How can we move beyond sadness, disappointment, shame, and other negative emotions associated with failure and get to a place where we can use it as bait for other projects? How can we empower ourselves to let go when something isn’t working and make space for the next, even better thing that wants to take its place? I started with reflecting on these fishing stories, but then thought about how more recent business failures have led to more exciting projects.

  • Step away: Stepping away can give us a sense of perspective and help us to see the bigger picture. When standing on the dock far enough from the smell but still able to wave them off to sea, I felt sad about missing out. Then the picture of the day would change as my mom suggested seeing a show, doing some shopping, and getting lunch. Now all of a sudden, a the day became a new and exciting adventure. Similarly, I needed to step away from working on this post in order to see what it needed. A walk and a shower provided me a fresh perspective and gave me the space to allow “kill your darlings" to surface and give me direction.
  • Honor your strengths: My family likes to tease me about my over-sensitive sense of smell, but I’ve also noticed when we’ve accidentally had a gas burner on a stove in a vacation house so it comes in handy sometimes. I’ve come to accept that I’m not going to be a fisherman or go out on those boats - and that’s okay. I enjoy the ocean and our vacation days in other ways. Put a camera in my hand and let me explore - I’m happy. 
  • Honor (part 2) Many years ago we launched a crowdfunding campaign to design an app that would help people develop skills and track their process of learning skill toys. The launch party went great. We learned quickly that we’re good at event planning, but not at designing and app and doing a pitch. You know you need to go back to the drawing board when you open it up for questions and the first one is “what exactly are we helping fund?” Needless to say, we didn’t get funded, but we did learn a lot about our strengths and the work we want to do. We’re not app developers - we’re real world players and connectors. When we chopped up that failure, it has ultimately led to the development of the flop ball and related programming.
  • Value the failure process: When my brother struggled to get the fish unhooked, I may have unintentionally made matters worse. I didn’t understand that he needed to develop the skill and there’s really only one way to do that - practice. By recognizing failure as a necessary step in the process of practicing and learning, I now realize those were important moments to him becoming the fisherman he is today (not award winning, but definitely more skilled!)

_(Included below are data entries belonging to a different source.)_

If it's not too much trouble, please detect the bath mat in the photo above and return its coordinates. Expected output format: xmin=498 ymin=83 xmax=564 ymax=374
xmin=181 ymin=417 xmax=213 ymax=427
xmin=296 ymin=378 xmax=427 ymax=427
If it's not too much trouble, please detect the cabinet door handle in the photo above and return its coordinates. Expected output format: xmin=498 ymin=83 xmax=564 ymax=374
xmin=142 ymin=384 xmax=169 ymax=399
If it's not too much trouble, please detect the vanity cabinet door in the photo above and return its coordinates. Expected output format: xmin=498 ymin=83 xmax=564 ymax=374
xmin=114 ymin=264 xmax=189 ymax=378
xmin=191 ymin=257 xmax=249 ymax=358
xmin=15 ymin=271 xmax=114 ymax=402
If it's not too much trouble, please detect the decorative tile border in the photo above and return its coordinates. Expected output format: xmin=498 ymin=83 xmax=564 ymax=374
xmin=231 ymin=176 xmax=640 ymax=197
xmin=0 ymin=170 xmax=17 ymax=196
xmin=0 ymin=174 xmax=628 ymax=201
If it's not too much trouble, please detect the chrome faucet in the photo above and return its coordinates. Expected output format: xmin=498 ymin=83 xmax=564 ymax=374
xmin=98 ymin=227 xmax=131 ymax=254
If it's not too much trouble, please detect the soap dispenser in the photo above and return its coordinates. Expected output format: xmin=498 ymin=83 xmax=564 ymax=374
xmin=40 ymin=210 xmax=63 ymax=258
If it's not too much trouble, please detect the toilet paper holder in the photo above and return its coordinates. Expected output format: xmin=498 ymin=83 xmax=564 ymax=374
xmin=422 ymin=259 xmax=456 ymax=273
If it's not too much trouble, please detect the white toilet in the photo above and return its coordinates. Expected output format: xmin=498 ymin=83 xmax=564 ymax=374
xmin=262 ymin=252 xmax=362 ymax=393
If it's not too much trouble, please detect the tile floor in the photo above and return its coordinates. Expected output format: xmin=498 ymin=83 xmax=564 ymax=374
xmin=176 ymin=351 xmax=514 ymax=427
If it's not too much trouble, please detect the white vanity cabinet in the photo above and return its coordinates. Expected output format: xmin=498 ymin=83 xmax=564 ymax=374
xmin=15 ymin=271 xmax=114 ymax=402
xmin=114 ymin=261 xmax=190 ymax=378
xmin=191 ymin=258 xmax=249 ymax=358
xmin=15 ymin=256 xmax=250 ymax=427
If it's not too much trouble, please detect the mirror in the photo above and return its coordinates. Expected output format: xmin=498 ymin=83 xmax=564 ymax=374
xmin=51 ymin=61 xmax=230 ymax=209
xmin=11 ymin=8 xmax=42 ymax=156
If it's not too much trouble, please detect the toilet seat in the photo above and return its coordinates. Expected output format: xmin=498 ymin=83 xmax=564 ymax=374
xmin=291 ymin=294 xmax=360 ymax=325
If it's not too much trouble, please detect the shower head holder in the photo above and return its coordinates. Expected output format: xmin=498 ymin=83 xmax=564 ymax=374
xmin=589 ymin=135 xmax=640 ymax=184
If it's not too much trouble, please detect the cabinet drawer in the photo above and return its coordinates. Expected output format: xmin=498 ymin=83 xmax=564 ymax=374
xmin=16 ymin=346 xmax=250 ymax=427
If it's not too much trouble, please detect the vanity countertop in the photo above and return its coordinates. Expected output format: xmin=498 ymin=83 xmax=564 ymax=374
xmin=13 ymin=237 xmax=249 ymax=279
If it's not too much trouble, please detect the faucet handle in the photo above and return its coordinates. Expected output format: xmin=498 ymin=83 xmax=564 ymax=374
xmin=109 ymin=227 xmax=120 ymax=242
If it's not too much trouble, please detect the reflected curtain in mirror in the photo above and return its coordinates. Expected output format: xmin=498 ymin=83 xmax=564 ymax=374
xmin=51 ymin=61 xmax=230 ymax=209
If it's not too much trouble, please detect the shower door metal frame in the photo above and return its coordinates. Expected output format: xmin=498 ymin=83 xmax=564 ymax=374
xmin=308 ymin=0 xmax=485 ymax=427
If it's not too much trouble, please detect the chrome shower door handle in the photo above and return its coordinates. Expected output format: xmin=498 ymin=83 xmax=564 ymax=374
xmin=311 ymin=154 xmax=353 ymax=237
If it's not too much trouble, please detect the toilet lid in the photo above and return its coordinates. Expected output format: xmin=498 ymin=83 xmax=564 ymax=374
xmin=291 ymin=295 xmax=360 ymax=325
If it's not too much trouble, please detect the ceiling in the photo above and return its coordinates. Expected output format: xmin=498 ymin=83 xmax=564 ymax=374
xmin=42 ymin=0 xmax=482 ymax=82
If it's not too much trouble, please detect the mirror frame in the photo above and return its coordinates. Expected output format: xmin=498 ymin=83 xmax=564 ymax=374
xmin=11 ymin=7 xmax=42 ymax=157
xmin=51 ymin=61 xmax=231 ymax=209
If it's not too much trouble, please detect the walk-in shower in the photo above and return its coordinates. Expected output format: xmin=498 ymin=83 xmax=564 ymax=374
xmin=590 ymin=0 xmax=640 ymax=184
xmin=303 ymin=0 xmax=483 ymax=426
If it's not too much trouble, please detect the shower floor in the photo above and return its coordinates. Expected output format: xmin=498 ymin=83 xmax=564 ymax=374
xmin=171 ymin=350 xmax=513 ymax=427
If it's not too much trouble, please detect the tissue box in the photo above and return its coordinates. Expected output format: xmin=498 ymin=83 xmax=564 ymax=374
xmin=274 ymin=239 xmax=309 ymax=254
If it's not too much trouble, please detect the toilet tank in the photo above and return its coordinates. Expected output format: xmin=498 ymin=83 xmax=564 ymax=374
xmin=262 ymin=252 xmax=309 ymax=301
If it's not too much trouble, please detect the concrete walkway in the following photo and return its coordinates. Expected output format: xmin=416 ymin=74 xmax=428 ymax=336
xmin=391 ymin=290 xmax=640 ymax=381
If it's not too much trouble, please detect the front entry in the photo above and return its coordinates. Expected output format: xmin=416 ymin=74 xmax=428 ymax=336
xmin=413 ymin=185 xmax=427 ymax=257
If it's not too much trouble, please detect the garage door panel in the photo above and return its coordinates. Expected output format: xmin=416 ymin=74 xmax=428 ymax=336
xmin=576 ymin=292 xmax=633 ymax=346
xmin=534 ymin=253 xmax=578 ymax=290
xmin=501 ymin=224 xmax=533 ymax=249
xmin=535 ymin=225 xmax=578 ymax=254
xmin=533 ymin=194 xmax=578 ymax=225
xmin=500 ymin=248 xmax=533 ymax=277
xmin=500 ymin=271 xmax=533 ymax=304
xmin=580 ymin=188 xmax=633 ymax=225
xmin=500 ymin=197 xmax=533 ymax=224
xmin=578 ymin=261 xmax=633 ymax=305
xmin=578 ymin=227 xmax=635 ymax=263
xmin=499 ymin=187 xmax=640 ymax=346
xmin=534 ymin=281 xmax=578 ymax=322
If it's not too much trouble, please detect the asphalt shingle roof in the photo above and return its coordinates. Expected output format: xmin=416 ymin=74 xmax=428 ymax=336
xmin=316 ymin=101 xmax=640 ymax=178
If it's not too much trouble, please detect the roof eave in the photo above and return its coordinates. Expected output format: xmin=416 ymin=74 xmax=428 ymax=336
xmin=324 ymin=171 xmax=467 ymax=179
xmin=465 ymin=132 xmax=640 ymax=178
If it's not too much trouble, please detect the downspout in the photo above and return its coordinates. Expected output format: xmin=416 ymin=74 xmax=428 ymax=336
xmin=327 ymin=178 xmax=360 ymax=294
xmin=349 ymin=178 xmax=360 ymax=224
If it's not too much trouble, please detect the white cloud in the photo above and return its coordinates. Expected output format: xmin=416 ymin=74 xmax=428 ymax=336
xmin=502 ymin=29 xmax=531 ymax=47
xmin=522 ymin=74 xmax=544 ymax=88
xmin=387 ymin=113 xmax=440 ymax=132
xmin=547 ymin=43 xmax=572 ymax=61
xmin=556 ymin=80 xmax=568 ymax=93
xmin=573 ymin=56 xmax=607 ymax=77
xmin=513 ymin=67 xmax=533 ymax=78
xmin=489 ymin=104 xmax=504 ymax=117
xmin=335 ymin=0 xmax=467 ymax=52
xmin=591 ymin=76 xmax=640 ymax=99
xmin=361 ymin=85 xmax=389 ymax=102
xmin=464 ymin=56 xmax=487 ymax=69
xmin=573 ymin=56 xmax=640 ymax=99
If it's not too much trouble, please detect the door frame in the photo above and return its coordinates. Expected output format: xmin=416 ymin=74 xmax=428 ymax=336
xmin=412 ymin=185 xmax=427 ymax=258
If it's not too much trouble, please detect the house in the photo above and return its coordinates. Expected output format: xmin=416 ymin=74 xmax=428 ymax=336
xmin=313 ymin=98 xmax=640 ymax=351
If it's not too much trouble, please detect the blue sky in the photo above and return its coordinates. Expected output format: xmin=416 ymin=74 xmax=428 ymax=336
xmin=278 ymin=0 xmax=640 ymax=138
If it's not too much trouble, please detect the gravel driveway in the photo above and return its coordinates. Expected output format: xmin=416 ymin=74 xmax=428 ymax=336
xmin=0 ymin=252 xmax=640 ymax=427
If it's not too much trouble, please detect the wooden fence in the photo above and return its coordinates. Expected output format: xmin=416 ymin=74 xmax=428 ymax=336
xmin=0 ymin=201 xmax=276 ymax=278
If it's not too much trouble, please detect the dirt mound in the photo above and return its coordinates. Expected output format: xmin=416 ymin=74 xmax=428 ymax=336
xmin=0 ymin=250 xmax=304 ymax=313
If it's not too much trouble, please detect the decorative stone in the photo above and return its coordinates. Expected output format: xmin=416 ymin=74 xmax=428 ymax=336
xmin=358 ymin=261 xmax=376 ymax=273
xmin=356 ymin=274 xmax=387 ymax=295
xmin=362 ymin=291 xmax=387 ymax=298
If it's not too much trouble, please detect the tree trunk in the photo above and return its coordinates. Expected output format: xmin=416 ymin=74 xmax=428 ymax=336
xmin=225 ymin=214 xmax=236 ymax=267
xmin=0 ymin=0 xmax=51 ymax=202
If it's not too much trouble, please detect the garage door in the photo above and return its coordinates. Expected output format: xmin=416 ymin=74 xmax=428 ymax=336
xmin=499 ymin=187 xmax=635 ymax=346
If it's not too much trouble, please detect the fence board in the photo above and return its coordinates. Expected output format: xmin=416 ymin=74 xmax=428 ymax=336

  • Value (part 2): We’re currently in the process of updating our marketing, adding a newsletter, rethinking our social media strategy, etc. We’ve definitely had some failures in this regard in the past which included coming up with a whole different company name at one point that no one understood and needed lots of explanation. We could shove these failures under a rug in shame. Instead, we shared them with our marketing consultant to give her a sense of where we’ve come from, how our story has developed, what we’ve learned, and what mistakes we don’t want to make again. We’ve become more skilled than in the past, but we know that we have room to grow so we’re accelerating our skill development process by bringing her on board.

Creativity requires failure. I don’t like it. I would much prefer that every time I sit down to write the words and ideas start flowing and these posts come out in one take. But they don’t. This image better captures the scattering of ideas in various states of exploration, organization, and brokenness during the process of working on a post and most other projects. I heard an interview with someone recently who referred to creativity as a muscle. You need to use it regularly if you expect it to work. I think comfort with failure might be a muscle, too. As I practice getting more comfortable using it, I find has become easier to be open to what it can teach me and to the next project it can catch for me.The open shell in the middle of the image will serve as reminder to me to keep practicing and working that muscle.